The problem is that survival models have an inherent omitted-variable bias. Unlike linear regression, where this is only a problem if the predictors omitted are correlated with those included, omitting any predictor associated with outcome from a survival or logistic regression model tends to bias the estimates of all the included predictor coefficients toward lower magnitudes. This answer has a nice analytical explanation for a conceptually similar situation with probit models.
So the problem you face is trading off that omitted-variable bias against the danger of overfitting with too many predictors.
Say that you have 450 events among your 873 patients. Then you could reasonably try to include 30 or 40 predictors in a standard unpenalized survival model without overfitting. So one approach would be to use clinical judgment to identify the 30 or 40 predictors among all the data types that are most likely to be related to outcome, and use them in a standard Cox regression.
But you already are using penalized approaches in some of your modeling attempts. Your "penalized Cox regression" is presumably a ridge regression or LASSO, which cuts down the effective number of predictors and adjusts the coefficient values to reduce overfitting. A ridge regression using all of the predictors might work surprisingly well; there's no reason to do ridge on separate subsets of them.
Random forests also tend to minimize the possibility of overfitting as they don't use all of the predictors at each decision point. Boosted trees don't typically overfit unless you use too many trees. These tree-based methods are essentially ensembles of models to start with.

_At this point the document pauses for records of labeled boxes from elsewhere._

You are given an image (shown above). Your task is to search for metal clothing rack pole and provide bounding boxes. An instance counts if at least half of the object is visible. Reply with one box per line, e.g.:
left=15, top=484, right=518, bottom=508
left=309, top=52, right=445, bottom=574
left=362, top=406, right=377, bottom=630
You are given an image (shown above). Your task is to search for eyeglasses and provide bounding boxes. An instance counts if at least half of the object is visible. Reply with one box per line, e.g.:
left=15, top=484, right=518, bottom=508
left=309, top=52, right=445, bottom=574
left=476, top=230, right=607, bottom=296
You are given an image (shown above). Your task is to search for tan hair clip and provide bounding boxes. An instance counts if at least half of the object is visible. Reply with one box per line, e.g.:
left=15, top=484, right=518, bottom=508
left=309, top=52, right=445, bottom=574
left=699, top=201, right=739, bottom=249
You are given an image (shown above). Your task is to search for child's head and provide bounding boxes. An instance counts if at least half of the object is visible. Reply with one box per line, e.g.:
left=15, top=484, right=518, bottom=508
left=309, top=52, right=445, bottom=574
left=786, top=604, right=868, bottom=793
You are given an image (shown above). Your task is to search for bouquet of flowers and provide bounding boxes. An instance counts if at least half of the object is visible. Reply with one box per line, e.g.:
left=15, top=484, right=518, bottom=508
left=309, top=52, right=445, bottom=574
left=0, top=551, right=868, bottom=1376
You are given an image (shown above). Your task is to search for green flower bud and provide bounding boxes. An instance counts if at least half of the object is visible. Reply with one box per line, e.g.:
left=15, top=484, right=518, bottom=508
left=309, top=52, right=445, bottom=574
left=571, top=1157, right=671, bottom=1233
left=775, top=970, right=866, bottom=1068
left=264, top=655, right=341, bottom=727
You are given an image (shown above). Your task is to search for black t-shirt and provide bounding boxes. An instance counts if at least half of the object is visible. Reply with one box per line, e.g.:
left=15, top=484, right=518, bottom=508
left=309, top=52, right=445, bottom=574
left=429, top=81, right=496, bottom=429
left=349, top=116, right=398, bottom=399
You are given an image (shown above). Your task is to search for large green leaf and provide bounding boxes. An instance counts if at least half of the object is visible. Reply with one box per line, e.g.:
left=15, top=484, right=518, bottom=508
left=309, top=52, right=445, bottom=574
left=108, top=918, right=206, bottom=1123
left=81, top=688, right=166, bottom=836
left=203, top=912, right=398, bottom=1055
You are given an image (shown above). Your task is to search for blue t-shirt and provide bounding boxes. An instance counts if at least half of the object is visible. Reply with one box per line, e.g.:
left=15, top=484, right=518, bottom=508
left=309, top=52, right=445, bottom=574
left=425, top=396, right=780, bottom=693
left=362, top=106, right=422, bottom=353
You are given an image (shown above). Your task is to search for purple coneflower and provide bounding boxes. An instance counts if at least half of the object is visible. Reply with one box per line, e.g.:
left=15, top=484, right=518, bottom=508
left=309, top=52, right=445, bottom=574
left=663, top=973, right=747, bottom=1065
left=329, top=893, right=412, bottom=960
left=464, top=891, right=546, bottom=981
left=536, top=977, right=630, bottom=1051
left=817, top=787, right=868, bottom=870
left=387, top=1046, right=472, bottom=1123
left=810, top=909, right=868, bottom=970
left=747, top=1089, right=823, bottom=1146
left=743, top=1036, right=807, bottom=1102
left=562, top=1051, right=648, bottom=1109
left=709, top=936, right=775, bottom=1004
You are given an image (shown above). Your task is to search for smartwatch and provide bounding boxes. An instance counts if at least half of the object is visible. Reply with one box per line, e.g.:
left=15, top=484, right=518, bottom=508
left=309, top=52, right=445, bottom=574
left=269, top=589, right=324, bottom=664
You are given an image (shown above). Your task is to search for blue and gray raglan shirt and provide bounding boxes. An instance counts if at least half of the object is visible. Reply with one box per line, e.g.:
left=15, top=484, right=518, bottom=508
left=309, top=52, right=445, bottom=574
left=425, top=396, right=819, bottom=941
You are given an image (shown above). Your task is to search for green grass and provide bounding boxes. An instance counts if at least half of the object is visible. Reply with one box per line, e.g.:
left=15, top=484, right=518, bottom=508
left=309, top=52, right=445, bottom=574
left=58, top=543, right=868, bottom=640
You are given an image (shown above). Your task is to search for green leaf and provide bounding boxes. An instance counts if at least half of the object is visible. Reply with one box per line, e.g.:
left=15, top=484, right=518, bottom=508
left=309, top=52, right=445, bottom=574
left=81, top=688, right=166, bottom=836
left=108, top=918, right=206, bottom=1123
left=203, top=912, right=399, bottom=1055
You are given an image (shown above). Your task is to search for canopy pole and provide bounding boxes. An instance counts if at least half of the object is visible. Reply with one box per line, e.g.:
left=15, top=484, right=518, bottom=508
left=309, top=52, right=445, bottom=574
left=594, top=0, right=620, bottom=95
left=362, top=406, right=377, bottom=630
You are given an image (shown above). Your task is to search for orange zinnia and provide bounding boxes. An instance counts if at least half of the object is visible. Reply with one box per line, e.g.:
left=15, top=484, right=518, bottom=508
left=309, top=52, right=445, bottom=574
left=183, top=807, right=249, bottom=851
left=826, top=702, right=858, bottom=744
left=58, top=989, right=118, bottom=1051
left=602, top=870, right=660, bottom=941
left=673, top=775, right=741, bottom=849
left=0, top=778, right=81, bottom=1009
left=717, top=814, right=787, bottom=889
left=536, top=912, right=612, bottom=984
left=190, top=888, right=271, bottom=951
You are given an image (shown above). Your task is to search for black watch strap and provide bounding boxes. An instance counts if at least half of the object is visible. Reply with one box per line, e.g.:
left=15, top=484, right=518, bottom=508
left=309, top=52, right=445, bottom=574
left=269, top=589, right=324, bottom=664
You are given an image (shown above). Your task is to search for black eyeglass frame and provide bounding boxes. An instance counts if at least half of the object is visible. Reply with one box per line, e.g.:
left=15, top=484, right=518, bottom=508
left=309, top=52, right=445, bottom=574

Different types of models have different strengths, and there might be something to be said for combining them. So you could consider the following approach: develop different types of models based on all of the predictors reasonably associated with outcome and then combine the models in some way. For example, Mark van der Laan and colleagues recommend what they call targeted maximum likelihood estimation in which they build large numbers of different types of models and then develop a parametric model combining the models' predictions near a particular point of interest (e.g., survival at 3 years) that is optimized by maximum likelihood techniques. That combination of information among several models can lessen any overfitting provided by any single model.
That said, you could be just as well off in practice with one of a well chosen standard Cox model, ridge regression, or one of the tree-based approaches. Penalized approaches like ridge regression have the advantage that you can easily choose to include some critical predictors without penalization and include all other predictors with penalization.
One important point here is to get away from analyzing separate subsets of predictors and to include together as many predictors as are reasonably related to outcome in the set of predictors that you evaluate for your model building. A second point, critical but not directly raised in your your question, is to evaluate your model building process with methods like bootstrapping to get an estimate of generalizability and bias. This page has an outline and links to further details.